Boneless pork ribs (enough for the # of people - usually 2 or 3 ribs per person)
Cast iron skillet
Roasting pan (blue porcelain oval pan with lid that we cook turkey in at Thanksgiving)
Put a small spoon of lard into skillet, over a medium heat (gas or electric) as fat for frying - just enough to wet the bottom - no depth. Place the ribs in and sear on all four sides until have good caramelized sear on outside. Just a couple minutes - do NOT want the ribs cooked here. Sauteed onions are optional at this point...I don't use them. Some do.
Grease the roaster pan with lard like you would a cake pan - don't want things to stick. Place the seared ribs on bottom of pan. Can use smaller pan, depending on number of ribs. We pack them in tight, because there are always a lot of people to feed.
Pour sauerkraut over the ribs, covering with about an inch or so. If looks dry, add a half can of water to the pan - but no more, 'cause the kraut has moisture. Cover and place in the oven - low heat, about 325 degrees F. Bake for a couple hours until the ribs are very tender - to the point of falling apart. Remove cover for about 20 minutes to let the top get a little "crispy/crunchy" top...optional, but we like it.

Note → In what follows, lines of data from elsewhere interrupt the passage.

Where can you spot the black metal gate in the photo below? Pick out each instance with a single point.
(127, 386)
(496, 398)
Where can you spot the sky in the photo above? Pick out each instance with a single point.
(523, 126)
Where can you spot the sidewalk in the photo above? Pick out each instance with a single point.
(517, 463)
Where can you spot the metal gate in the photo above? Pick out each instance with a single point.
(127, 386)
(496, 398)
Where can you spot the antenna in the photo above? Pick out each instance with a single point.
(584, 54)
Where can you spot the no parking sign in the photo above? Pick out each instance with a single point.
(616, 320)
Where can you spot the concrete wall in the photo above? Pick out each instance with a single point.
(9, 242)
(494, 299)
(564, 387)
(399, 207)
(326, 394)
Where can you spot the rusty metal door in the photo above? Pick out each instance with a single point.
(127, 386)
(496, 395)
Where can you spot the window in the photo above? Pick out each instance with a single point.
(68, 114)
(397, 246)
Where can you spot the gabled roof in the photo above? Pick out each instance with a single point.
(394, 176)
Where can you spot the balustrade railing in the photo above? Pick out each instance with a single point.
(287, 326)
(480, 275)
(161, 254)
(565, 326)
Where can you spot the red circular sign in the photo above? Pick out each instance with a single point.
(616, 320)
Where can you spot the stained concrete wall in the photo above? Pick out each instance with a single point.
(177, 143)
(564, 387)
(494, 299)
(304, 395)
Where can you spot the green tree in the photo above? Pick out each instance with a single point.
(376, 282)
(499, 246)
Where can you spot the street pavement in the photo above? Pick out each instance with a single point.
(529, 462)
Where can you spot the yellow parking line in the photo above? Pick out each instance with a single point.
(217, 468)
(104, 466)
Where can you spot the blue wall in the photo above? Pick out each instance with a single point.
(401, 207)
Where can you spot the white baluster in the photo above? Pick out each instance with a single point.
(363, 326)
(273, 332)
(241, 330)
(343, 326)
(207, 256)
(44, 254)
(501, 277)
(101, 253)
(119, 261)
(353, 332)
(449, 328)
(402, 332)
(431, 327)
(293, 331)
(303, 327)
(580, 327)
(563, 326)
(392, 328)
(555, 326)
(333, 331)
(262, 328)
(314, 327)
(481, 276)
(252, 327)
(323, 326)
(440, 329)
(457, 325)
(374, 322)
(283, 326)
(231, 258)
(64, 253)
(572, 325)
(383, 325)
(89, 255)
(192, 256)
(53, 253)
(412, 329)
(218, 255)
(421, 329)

Serve with black eyed peas, cooked with a couple strips of soft fried bacon. Some salt. Bake some cornbread and serve hot with real butter and honey.
Little bit of whiskey doesn't hurt anything at all!!
This has been a 'southern' thing in the family for those years. I have also heard Polish friends talk about essentially the same thing, but with mashed potatoes. Good food knows no national boundaries!!
One quick point about oil versus lard. I like lard. The family elders lived long healthy lives cooking with it. My generation is dropping like flies and have used the refined oils and shortenings. I switched over 10 years ago back to lard for most of my frying. If you want to use oil, feel free..it tastes almost the same. With one exception. I have used a lot of different oils looking for the "one" that has a high smoke point and is considered "healthy". Canola is real popular in this country for some reason that I don't really get. Yes, it has high smoke point, and is supposed to be healthy...the real name is rapeseed, so I'm kind of hung up on that a little bit...Canola is an artificial propaganda construct of the oil industry. All that aside - I have used canola and have a bottle in the cabinet now. The REAL issue I have with it is that when I use it for frying at the higher end of the temperature range, I invariably end up with the smell of fried fish in the pan and lightly detectable in the food. And I NEVER fry fish in my cast iron. So, I don't know how it gets there, but I smell it - has to be from the oil. I like fish, but don't really want the smell in other foods. Peanut oil works ok, too, with no fish smell.